Threads: will privacy fears scupper Meta’s Twitter ‘killer’?

Meta has launched Threads, a text-based app to rival Twitter, in a “bold attempt to lure users away from its floundering competitor”, said Kari Paul in The Guardian.

This is a “near-clone of the platform”, said the tech reporter, from a company known for its “shameless copying of competitors’ apps”.

Mark Zuckerberg’s new project has “big potential, thanks to its polished tech, built-in user base, and reputation for better moderation”, said Wired, but faces a “long slog” to actually “kill Twitter”, the current microblogging platform of choice.

Threads has attracted more than 100 million users in less than a week, but the app has not yet launched in the European Union, because of the strict privacy standards there.

What is Threads and why did Meta launch it?

“Threads is Twitter in all but name. It looks the same, feeding the same endorphins by encouraging the same jostle for public approval,” wrote Paul Flynn in the London Evening Standard.

The “eerily Twitter-like microblogging experience” includes features that let you “like, repost, reply to or quote a ‘thread’”, added Kari Paul in The Guardian, alongside “counters showing the number of likes and replies” a post has accrued. Using Threads “felt like a fever dream in which Twitter and Instagram had a more usable brain child”, with a “slick” feed that’s “easy to read”.

And it arrived “at a particularly weak moment” for Elon Musk’s Twitter, after a move to limit free Twitter accounts to viewing 600 tweets per day “was met with derision”, said Wired.

What are the privacy concerns around Threads?

Despite being “the most rapidly downloaded app ever”, many people have “voiced concern about privacy”, wrote Kate O’Flaherty in Forbes. After all, “everyone knows how much data Meta collects and uses to profile people”.

“Threads collects a lot of data,” and according to its privacy label, it collects “data linked to you” including location, health and fitness information, browsing history, “sensitive information” and search history. The data gathered also includes contact information such as email, phone number and postal address.

Data such as search history and browsing history “can also be used for advertising and marketing and ‘personalisation’”, or “showing you ads” in other words, said O’Flaherty. Threads “isn’t showing ads just yet”, but “make no mistake, with this amount of lucrative data available, it will”. On the face of it, this level of data collection “is a horror show”, but “isn’t any worse than Instagram”.

Can Meta overcome the EU’s objections?

Threads is not available in the EU, “which has set strict privacy standards that the app may not meet”, said Wired.

Meta is “waiting for more guidance” around “new EU competition rules that govern how large online platforms use their marketing power”, known as the Digital Markets Act (DMA), added Bloomberg.

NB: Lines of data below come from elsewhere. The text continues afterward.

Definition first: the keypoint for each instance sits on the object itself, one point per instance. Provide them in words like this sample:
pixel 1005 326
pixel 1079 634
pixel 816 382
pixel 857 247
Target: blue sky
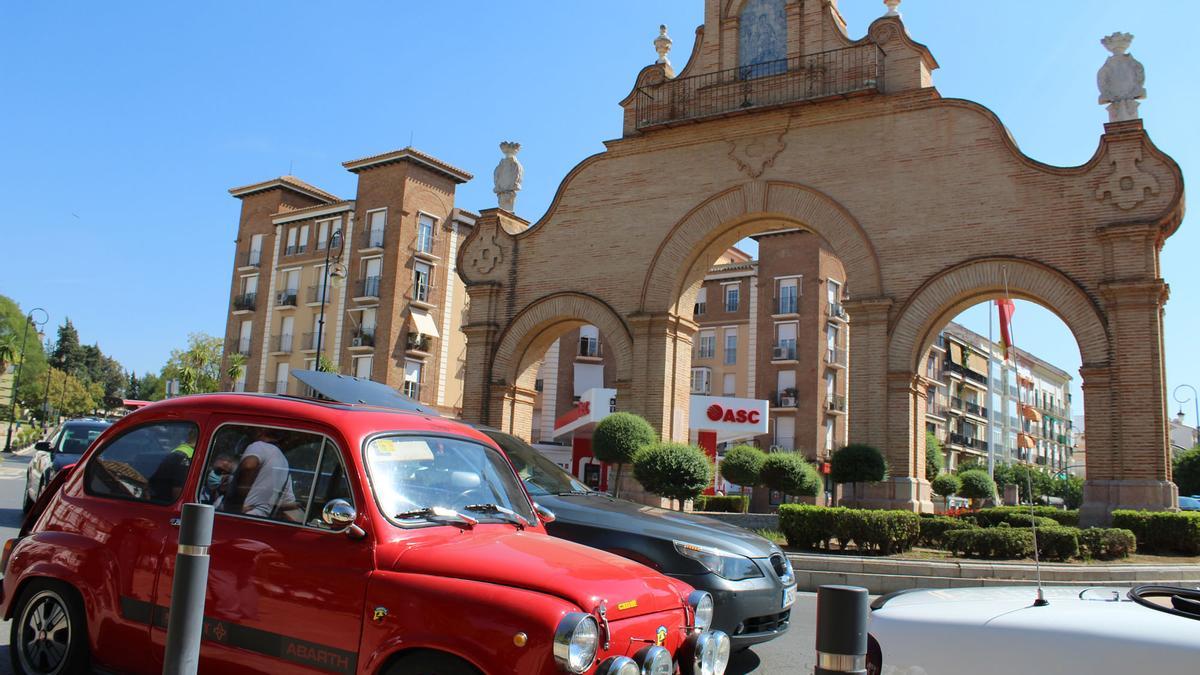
pixel 123 125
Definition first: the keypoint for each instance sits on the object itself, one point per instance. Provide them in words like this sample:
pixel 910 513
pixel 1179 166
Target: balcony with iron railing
pixel 811 77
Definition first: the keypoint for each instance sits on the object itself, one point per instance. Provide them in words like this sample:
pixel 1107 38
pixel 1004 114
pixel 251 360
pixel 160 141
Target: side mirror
pixel 544 513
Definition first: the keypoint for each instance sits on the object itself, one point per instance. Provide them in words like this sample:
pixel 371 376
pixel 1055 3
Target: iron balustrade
pixel 837 72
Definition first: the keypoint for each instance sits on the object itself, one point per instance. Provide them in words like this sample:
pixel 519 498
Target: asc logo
pixel 719 413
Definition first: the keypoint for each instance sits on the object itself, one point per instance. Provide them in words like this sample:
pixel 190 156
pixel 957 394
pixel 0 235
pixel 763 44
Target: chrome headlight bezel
pixel 567 635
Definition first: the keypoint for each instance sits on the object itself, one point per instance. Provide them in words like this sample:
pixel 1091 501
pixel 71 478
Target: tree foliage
pixel 791 475
pixel 676 471
pixel 743 465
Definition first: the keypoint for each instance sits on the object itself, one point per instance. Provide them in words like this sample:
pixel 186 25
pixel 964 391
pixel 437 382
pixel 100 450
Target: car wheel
pixel 49 632
pixel 426 662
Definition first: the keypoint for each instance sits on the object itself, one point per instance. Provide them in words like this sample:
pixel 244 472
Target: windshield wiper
pixel 438 514
pixel 510 515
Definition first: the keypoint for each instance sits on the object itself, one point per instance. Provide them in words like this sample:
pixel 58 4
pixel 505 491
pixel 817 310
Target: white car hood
pixel 999 631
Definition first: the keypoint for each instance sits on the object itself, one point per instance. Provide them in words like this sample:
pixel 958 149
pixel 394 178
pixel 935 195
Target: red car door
pixel 130 491
pixel 286 591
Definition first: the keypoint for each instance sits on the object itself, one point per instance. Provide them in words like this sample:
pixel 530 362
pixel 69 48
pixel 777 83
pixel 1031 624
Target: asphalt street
pixel 791 653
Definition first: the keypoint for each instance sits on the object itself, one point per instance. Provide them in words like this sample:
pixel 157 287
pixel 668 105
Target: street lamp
pixel 335 242
pixel 16 378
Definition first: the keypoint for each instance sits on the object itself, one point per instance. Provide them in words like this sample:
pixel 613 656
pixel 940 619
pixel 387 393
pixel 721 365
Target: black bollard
pixel 185 625
pixel 841 629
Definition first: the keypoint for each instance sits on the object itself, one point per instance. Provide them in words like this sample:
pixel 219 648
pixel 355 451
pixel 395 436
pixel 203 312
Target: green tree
pixel 1187 471
pixel 933 457
pixel 977 484
pixel 676 471
pixel 946 487
pixel 791 475
pixel 618 437
pixel 743 466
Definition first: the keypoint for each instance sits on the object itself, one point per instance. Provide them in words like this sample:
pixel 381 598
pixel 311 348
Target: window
pixel 731 297
pixel 707 345
pixel 786 300
pixel 423 276
pixel 413 375
pixel 376 223
pixel 425 234
pixel 273 473
pixel 149 464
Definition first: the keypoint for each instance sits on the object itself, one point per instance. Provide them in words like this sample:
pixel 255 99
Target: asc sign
pixel 731 418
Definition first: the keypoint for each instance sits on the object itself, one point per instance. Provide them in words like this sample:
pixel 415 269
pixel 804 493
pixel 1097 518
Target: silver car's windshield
pixel 413 475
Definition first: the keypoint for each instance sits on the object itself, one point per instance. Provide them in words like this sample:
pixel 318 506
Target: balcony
pixel 367 288
pixel 838 72
pixel 835 404
pixel 835 358
pixel 245 303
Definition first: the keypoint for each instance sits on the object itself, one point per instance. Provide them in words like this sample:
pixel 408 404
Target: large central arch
pixel 928 202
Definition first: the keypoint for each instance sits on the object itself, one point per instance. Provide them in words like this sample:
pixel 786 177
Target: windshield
pixel 540 476
pixel 414 473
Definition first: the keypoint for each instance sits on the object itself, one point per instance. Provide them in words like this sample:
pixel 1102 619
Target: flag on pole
pixel 1006 308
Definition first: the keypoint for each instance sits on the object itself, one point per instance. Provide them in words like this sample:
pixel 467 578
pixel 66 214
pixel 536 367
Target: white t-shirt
pixel 273 485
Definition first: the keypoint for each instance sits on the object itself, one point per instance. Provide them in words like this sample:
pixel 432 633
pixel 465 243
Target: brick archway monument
pixel 927 201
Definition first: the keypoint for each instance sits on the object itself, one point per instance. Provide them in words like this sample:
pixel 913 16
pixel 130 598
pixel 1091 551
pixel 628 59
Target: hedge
pixel 726 503
pixel 934 529
pixel 1162 531
pixel 871 531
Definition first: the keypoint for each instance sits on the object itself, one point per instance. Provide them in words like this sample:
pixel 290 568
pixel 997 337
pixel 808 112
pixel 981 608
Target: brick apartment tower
pixel 393 300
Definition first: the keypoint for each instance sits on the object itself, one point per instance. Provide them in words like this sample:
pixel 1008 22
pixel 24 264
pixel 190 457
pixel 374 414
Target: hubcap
pixel 45 634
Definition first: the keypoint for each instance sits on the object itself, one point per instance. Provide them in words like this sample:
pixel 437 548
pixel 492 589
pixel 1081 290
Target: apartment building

The European Commission is “currently discussing the regulations with companies” and “more guidance” is expected in September.

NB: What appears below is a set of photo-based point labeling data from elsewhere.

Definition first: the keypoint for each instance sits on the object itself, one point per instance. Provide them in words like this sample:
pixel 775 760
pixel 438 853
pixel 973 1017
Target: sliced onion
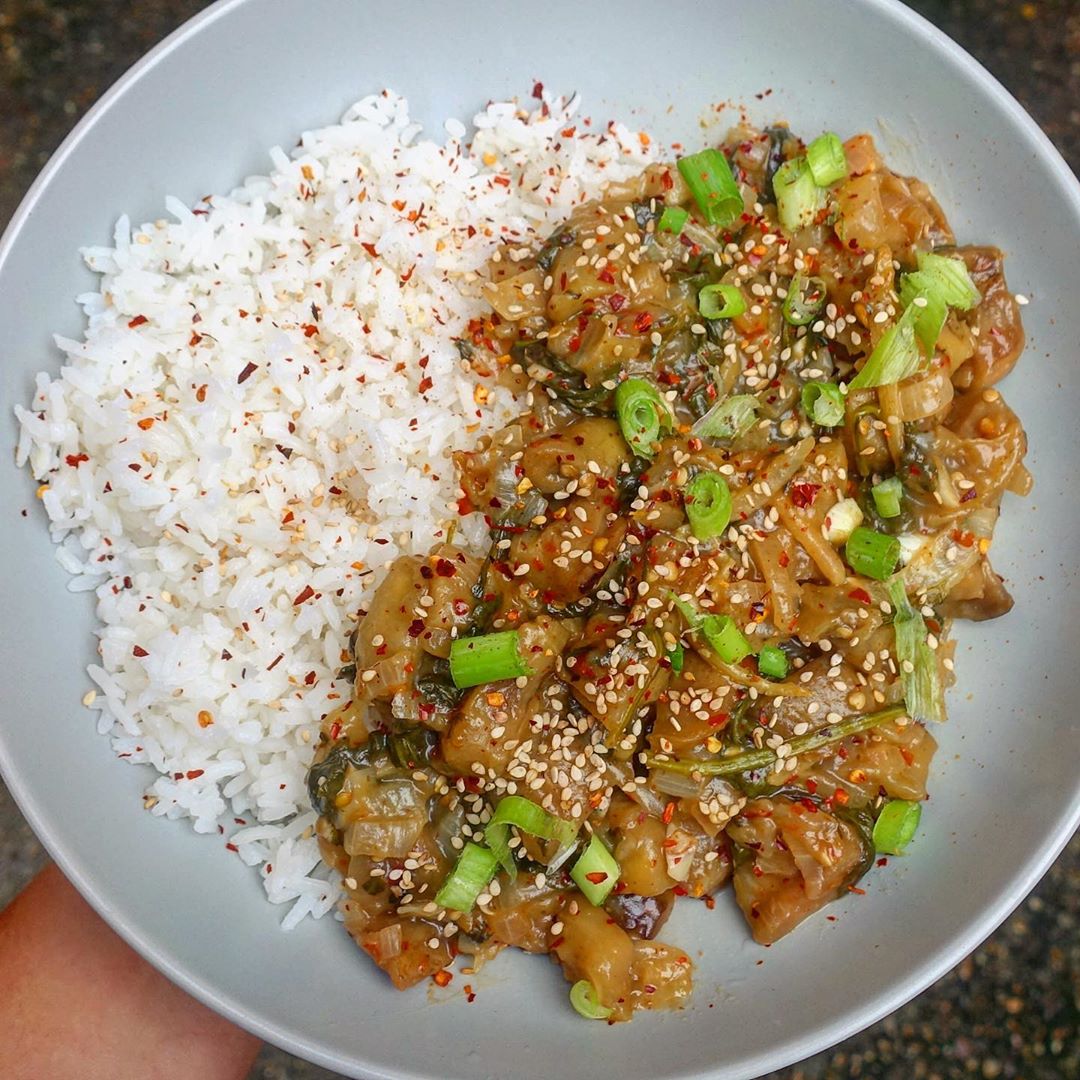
pixel 923 395
pixel 388 942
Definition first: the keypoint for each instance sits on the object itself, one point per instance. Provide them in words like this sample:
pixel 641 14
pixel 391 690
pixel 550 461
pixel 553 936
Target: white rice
pixel 242 441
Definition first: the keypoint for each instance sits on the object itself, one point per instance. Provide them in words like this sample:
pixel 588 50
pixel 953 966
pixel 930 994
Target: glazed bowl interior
pixel 197 117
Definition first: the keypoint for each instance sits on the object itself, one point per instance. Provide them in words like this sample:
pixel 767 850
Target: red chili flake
pixel 804 495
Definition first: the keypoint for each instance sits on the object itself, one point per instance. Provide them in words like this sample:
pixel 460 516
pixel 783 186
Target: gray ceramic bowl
pixel 196 116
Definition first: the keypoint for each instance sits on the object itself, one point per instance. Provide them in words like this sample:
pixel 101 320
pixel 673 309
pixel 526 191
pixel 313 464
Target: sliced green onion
pixel 584 1000
pixel 826 159
pixel 673 219
pixel 474 868
pixel 772 662
pixel 894 358
pixel 595 873
pixel 720 301
pixel 823 404
pixel 707 501
pixel 953 281
pixel 798 198
pixel 872 554
pixel 887 496
pixel 676 658
pixel 919 293
pixel 761 758
pixel 922 688
pixel 486 659
pixel 642 415
pixel 725 637
pixel 806 297
pixel 728 419
pixel 895 826
pixel 709 177
pixel 524 814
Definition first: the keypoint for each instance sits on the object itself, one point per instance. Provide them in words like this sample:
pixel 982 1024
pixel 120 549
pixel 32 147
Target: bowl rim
pixel 779 1054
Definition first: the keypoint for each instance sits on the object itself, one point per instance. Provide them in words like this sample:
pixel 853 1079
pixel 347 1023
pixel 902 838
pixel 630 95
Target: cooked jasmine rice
pixel 259 418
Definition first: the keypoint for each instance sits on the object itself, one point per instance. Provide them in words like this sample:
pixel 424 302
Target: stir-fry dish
pixel 755 478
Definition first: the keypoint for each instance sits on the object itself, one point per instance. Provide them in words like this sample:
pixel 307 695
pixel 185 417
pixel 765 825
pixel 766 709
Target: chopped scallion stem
pixel 872 554
pixel 894 358
pixel 729 418
pixel 642 415
pixel 823 404
pixel 524 814
pixel 954 283
pixel 806 297
pixel 895 826
pixel 798 198
pixel 474 868
pixel 720 301
pixel 707 501
pixel 887 496
pixel 486 659
pixel 918 663
pixel 584 1000
pixel 918 293
pixel 772 662
pixel 725 637
pixel 761 758
pixel 595 873
pixel 709 177
pixel 673 219
pixel 826 159
pixel 676 658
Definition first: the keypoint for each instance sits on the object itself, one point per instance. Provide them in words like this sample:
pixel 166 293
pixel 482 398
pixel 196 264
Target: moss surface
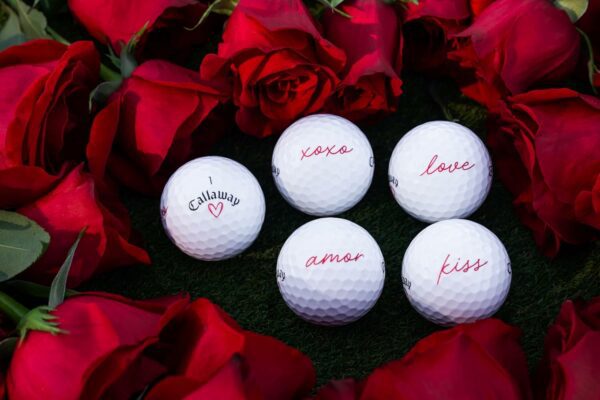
pixel 246 286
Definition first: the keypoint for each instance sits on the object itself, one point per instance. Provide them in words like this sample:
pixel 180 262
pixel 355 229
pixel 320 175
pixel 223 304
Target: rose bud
pixel 105 351
pixel 279 66
pixel 370 86
pixel 224 361
pixel 570 367
pixel 160 117
pixel 470 361
pixel 44 119
pixel 76 202
pixel 114 22
pixel 427 28
pixel 514 45
pixel 545 148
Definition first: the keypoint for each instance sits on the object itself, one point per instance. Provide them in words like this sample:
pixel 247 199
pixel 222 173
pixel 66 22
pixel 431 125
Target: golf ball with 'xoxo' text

Under DMA rules, companies that have “self-designated themselves as “gatekeepers”, will potentially be subject “to stricter regulations around data sharing and giving preference to their own products”. In particular, companies are banned from combining users’ personal data across different platforms.

If you delete the app, “you also have to delete Instagram”, said O’Flaherty in Forbes. You can deactivate Threads, “but that doesn’t delete your account”. Similarly, when users deactivate Facebook, “the social network can still track them across services”.

Meta won’t launch Threads in the EU “for the foreseeable future”, said The Irish Independent. Regulators “have not actively blocked the service”, though, rather Meta “has not prepared the service” to launch outside the UK, in territories “governed by GDPR or EU privacy rules”. It is “unclear when, or if, Meta will launch Threads” in the EU.